I guess it’s a bit like disliking your DPs choice in trainers, but everything else is great so you live it even though you’d rather he had a different choice in shoes 😂

OP posts:
Aria2015 · 20/05/2022 22:56

It's his choice, I wouldn't agree with pressuring him etc... but I enjoy sharing a bottle with my dh now and then and just relaxing and chatting. We do do 'date dinners' at home sometimes and we have some wine and I really enjoy it. All the perks of a date night out but less hassle because it's easier to arrange and you're in the comfort of your own home. So I get why you'd enjoy it and I don't think that's u reasonable, but unfortunately if your dh isn't keen then it's just something you have to accept. Maybe try and arrange some dinners out more instead?

AllThingsServeTheBeam · 20/05/2022 22:57

Salvia89 · 20/05/2022 22:54

I do leave him to do his own thing.. just can’t help how I feel sometimes.
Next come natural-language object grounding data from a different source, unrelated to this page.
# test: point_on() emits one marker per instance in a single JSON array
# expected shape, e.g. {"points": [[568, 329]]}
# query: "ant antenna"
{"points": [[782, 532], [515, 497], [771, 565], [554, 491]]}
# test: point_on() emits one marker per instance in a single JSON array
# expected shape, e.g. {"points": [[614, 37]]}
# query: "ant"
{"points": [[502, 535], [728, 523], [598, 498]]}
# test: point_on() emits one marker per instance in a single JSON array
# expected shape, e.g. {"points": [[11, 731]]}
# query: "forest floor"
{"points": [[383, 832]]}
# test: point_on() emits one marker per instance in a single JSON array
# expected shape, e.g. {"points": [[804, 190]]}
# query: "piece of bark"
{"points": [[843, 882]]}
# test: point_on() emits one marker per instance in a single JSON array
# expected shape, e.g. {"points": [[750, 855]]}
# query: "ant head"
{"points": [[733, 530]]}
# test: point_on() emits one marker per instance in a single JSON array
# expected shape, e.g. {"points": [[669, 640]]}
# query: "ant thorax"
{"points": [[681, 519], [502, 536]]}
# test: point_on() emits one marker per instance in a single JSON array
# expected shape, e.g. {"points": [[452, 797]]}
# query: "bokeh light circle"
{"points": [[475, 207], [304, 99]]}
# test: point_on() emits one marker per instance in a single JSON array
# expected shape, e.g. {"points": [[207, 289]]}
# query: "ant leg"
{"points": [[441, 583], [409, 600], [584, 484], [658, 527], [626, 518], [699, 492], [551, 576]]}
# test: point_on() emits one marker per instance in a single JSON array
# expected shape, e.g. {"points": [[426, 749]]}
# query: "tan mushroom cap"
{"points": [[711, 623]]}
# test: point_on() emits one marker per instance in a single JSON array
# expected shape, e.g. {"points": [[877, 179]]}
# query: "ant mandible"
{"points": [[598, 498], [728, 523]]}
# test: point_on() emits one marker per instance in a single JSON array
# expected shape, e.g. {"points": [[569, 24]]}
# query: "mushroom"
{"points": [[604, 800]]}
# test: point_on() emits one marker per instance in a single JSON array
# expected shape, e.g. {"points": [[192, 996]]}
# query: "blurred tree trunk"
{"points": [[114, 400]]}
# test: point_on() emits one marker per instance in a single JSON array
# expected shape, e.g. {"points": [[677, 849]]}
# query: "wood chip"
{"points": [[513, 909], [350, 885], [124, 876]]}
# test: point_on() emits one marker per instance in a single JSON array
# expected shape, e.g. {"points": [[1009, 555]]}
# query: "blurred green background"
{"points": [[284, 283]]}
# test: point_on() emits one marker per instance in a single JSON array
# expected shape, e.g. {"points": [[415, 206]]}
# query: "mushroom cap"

The AIBU is more AIBU for feeling this way rather than WIBU to force him to drink (which id never do). Sounds like I’m not the only person to feel this way which has reassured me 😊.

I guess it’s a bit like disliking your DPs choice in trainers, but everything else is great so you live it even though you’d rather he had a different choice in shoes 😂

I like a drink. It would put me off in all honesty. Compatibility and all that. We don't get sloshed but we enjoy a drink together.
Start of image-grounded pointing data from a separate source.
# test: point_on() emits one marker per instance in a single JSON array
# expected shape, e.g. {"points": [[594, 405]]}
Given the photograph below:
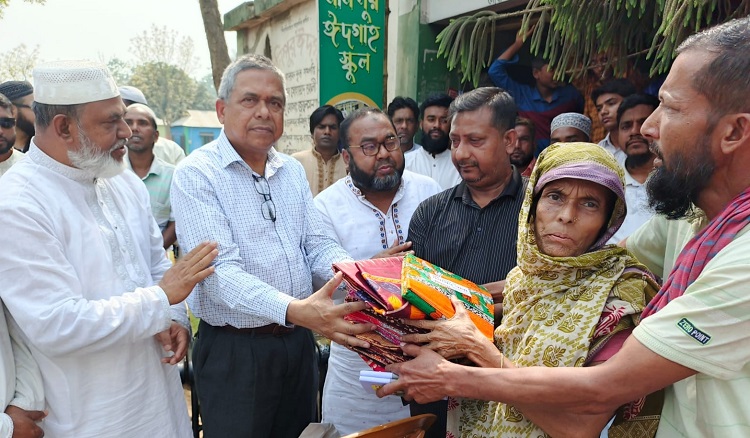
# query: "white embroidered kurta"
{"points": [[363, 231], [79, 263], [20, 381]]}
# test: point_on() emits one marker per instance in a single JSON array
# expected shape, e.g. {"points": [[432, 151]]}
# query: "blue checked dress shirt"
{"points": [[262, 264]]}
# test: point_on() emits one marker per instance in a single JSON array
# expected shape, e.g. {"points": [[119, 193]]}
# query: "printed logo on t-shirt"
{"points": [[693, 331]]}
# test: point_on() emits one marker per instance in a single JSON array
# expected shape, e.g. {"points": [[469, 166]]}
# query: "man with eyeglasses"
{"points": [[255, 361], [21, 95], [8, 154], [367, 212], [434, 158]]}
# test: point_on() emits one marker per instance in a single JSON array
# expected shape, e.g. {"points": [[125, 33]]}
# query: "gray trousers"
{"points": [[255, 385]]}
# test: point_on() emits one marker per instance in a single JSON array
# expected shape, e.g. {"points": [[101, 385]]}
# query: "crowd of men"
{"points": [[94, 320]]}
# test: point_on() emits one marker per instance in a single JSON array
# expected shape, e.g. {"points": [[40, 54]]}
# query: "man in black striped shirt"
{"points": [[471, 229]]}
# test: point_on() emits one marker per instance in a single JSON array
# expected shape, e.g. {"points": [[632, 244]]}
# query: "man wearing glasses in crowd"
{"points": [[255, 362], [21, 95], [8, 155]]}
ShirleyPhallus · 20/05/2022 22:57

MurderAtTheBeautyPageant · 20/05/2022 22:06

Glad to see that MN stalwart of only parent at a time being allowed a glass of wine is still in circulation.

“But what if someone needs to drive to the hospital???????”

BluebellCockleshell123 · 20/05/2022 23:02

I think the alcohol is a red herring here. It’s the fact that he’s happy to do something with his mates but won’t do it with the OP.

Whether that activity is bowling, knitting, cinema, crochet or having a beer or 2, it’s got to sting that he doesn’t want to do it with you,

Newbeginnings90 · 20/05/2022 23:05

I don't think you are being unreasonable for wanting those evenings, but unfortunately you are being unreasonable for insisting on them if your partner really doesn't want to.

Is there anything you could do to be silly together without the booze? Trip away? Slightly off the wall outdoorsy activity? Something you wouldn't normally do together to take you out of your comfort zones?

For the record, i enjoy a drink far more frequently than my partner does.

MrsRobinsonsHandprints · 20/05/2022 23:05

ShirleyPhallus · 20/05/2022 22:57

“But what if someone needs to drive to the hospital???????”

Indeed. Every parent must always be ready with a car and completely sober At All Times

bloodyunicorns · 20/05/2022 23:06

Nothappyatwork · 20/05/2022 20:59

Sorry AutoCorrect I cannot comprehend why anybody would want to sit around in their own home drinking alcohol and I don’t understand why you would pressure somebody else to do so for me alcohol is something that you have when you are in Company, when you are out, more importantly when it’s a special occasion not just cause it’s a wet Wednesday in Walthamstow

You can't understand that not everybody thinks the same way as you?

You can't understand that liking a few drinks doesn't make you an alcoholic?

Jesus, how lacking in empathy.

trailrunner85 · 20/05/2022 23:07

YAB massively unreasonable. It's fine to want to relax and enjoy a silly night in with your partner, but really not ok to want him to have alcohol to enable that to happen.
It doesn't make people uptight if they don't want to drink at home. In fact quite the opposite. If he can have fun and relax without booze, then surely that's a healthier attitude and intrinsically more relaxed than someone who needs a glass of wine or two to have fun?
Tbh if I'd got to the point where I was equating having fun with having a drink, and thought people were less fun if they were sober, I'd be questioning my relationship with alcohol. And no that doesn't make me uptight, it just makes me someone who can laugh and sing and dance without needing booze to do so...

MurderAtTheBeautyPageant · 20/05/2022 23:09

MrsRobinsonsHandprints · 20/05/2022 23:05

Indeed. Every parent must always be ready with a car and completely sober At All Times

Two adults enjoying a Harvey's Bristol Cream together when their child is in the house is Very Bad Parenting.